The order in which panretinal laser photocoagulation and cataract surgery were performed had no effect on postoperative retinopathy, but the rate of progression of macular edema decreased in the surgery-first group, according to a small, randomized, prospective study of diabetes patients.
Up to 25% of all cataract surgery is performed on diabetic patients, according to Dr. Chikako Sutto and her colleagues in the June issue of the Journal of Cataract and Refractive Surgery. Such patients frequently have diabetic retinopathy, which requires treatment with panretinal laser photocoagulation (PRP).
Previous research in an era of more invasive surgery indicated that better results were obtained when PRP was performed prior to surgery.
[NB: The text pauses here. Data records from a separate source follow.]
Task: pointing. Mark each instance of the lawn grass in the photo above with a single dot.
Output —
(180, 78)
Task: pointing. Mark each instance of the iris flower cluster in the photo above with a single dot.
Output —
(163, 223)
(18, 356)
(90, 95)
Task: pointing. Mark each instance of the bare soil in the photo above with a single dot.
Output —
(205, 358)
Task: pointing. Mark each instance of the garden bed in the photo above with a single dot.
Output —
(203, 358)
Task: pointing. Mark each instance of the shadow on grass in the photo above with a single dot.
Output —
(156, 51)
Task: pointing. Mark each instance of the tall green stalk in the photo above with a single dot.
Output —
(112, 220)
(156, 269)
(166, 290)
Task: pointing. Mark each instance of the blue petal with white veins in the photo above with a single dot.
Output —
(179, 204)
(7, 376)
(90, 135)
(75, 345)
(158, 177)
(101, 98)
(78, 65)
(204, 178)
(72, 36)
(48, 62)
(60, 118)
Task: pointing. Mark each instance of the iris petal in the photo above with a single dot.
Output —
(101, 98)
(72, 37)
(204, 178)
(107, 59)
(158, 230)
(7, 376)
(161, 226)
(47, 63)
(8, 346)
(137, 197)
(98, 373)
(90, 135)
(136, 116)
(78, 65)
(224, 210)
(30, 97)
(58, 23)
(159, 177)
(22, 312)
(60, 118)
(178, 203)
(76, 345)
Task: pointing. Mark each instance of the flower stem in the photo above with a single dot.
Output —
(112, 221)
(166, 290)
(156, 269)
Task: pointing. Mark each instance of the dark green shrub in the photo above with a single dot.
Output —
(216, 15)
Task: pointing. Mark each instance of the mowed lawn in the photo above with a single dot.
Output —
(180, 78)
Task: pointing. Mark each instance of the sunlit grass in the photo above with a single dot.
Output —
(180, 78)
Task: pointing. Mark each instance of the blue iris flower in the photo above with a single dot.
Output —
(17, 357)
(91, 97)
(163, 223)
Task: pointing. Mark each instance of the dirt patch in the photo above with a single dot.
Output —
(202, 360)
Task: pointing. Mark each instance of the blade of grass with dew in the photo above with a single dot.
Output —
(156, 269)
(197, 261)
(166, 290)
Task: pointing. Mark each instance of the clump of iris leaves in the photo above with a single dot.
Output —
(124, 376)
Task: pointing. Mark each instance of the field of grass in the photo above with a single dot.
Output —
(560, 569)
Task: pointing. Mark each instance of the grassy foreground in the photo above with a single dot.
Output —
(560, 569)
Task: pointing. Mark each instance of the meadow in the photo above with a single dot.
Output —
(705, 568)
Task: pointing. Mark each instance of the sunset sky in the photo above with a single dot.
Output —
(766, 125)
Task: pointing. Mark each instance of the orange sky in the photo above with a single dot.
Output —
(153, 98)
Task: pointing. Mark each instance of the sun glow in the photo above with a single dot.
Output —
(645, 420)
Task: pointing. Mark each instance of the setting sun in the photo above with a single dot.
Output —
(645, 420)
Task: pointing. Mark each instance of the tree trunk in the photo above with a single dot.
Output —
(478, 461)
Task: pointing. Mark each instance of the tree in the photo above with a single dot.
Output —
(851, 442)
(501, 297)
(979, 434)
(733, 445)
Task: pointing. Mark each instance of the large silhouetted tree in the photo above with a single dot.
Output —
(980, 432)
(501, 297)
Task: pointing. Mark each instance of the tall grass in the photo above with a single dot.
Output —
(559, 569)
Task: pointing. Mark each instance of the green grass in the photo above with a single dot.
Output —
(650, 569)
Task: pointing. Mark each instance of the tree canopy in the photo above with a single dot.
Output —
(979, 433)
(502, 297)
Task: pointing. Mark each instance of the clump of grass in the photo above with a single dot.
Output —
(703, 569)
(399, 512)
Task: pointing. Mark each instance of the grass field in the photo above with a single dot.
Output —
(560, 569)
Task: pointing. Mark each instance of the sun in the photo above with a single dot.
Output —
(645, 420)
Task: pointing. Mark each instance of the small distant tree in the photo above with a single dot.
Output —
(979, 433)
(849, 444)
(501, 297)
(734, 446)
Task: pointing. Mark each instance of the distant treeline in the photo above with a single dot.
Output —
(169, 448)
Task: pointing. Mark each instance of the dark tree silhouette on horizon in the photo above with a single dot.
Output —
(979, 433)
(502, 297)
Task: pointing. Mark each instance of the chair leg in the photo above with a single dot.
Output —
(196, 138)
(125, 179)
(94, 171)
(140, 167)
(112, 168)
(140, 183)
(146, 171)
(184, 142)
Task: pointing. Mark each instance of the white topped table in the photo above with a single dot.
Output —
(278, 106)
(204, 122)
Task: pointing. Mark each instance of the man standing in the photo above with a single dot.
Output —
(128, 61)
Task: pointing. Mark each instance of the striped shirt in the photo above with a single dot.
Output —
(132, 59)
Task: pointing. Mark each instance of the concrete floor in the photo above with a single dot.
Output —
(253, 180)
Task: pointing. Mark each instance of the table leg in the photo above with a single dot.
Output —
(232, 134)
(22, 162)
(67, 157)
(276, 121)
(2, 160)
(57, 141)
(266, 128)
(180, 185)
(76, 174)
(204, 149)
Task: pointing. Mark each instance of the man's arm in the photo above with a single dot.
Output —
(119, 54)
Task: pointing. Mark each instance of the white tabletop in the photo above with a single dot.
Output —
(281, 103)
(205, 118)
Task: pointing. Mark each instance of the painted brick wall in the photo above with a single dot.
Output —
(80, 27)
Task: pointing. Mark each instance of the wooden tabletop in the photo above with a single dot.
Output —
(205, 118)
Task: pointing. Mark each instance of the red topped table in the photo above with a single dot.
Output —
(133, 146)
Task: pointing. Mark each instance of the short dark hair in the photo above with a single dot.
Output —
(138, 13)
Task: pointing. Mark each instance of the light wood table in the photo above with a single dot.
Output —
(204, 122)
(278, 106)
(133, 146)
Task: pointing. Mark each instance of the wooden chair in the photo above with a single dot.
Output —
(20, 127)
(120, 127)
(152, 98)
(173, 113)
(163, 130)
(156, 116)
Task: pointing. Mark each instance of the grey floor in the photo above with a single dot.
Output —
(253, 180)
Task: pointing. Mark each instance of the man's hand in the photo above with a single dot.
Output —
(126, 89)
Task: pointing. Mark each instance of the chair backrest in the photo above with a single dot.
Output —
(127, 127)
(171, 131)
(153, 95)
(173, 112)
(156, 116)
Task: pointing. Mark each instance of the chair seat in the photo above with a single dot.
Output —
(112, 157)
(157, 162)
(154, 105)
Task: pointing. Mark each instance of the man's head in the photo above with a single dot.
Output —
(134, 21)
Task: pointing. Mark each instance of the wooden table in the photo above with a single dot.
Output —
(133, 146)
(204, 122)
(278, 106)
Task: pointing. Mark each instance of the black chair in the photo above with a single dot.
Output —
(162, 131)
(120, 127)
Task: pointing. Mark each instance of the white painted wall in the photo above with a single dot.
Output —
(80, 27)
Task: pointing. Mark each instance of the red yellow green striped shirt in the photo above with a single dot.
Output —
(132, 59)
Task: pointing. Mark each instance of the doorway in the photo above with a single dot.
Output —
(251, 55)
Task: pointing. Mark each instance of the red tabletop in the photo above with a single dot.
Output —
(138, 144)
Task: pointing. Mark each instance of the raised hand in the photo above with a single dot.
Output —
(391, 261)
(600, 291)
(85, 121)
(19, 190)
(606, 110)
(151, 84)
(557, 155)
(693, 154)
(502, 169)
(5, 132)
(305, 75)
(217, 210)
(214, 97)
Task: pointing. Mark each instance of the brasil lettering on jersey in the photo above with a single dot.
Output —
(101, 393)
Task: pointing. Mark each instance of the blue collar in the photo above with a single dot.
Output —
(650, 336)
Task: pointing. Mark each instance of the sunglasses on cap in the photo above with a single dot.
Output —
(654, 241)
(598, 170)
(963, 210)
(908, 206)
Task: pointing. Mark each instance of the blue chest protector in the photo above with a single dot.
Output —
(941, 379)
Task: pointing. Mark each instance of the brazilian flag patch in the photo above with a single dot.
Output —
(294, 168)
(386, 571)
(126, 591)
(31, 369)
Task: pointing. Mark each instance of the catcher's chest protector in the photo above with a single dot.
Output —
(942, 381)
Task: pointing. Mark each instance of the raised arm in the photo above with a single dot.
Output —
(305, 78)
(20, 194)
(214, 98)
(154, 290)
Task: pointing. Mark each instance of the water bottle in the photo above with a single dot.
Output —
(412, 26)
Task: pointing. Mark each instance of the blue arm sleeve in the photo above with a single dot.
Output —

To test whether the same holds true in today's era of less invasive surgery, the researchers from Tokyo and Saitama (Japan), evaluated outcomes in contralateral eyes of patients with diabetic retinopathy who had PRP first followed by cataract surgery in one eye, and cataract surgery followed by PRP in the other.
A total of 58 eyes in 29 patients with similar bilateral cataracts and severe nonproliferative or early proliferative diabetic retinopathy were randomly assigned to one eye treated with PRP first, followed by surgery, and the other with surgery first, followed by PRP. The main outcome measured was best-corrected visual acuity (BCVA) 12 months after surgery. Secondary outcome measures were laser parameters, progression of retinopathy and macular edema, and aqueous flare intensity.
Patients had a mean age of 66 years and all had type 2 diabetes, with a mean duration of diabetes of 12.2 years; nine of the patients were men. Patient treatment regimens were diet only (9 patients), oral hypoglycemic agent (10), and insulin therapy (17). There were no significant differences between treatment groups in baseline characteristics.
The percentage of eyes with a BCVA of 20/40 or better was statistically significantly higher in the surgery-first group (96.6%) than in the PRP-first group (69%, P = .012), and the rate of macular edema progression was significantly decreased in the surgery-first group (P = .033). Laser parameters, progression of retinopathy, and aqueous flare intensity were not significantly different between the two groups (J. Cataract Refract. Surg. 2008;34:1001-6).
“Our results suggest that if small-incision cataract surgery is performed first, PRP can be performed in time to prevent diabetic retinopathy from worsening and that potential treatment of macular edema must be considered when determining the timing of cataract surgery,” the authors concluded.
The authors reported that they had no financial interest in any material or method mentioned.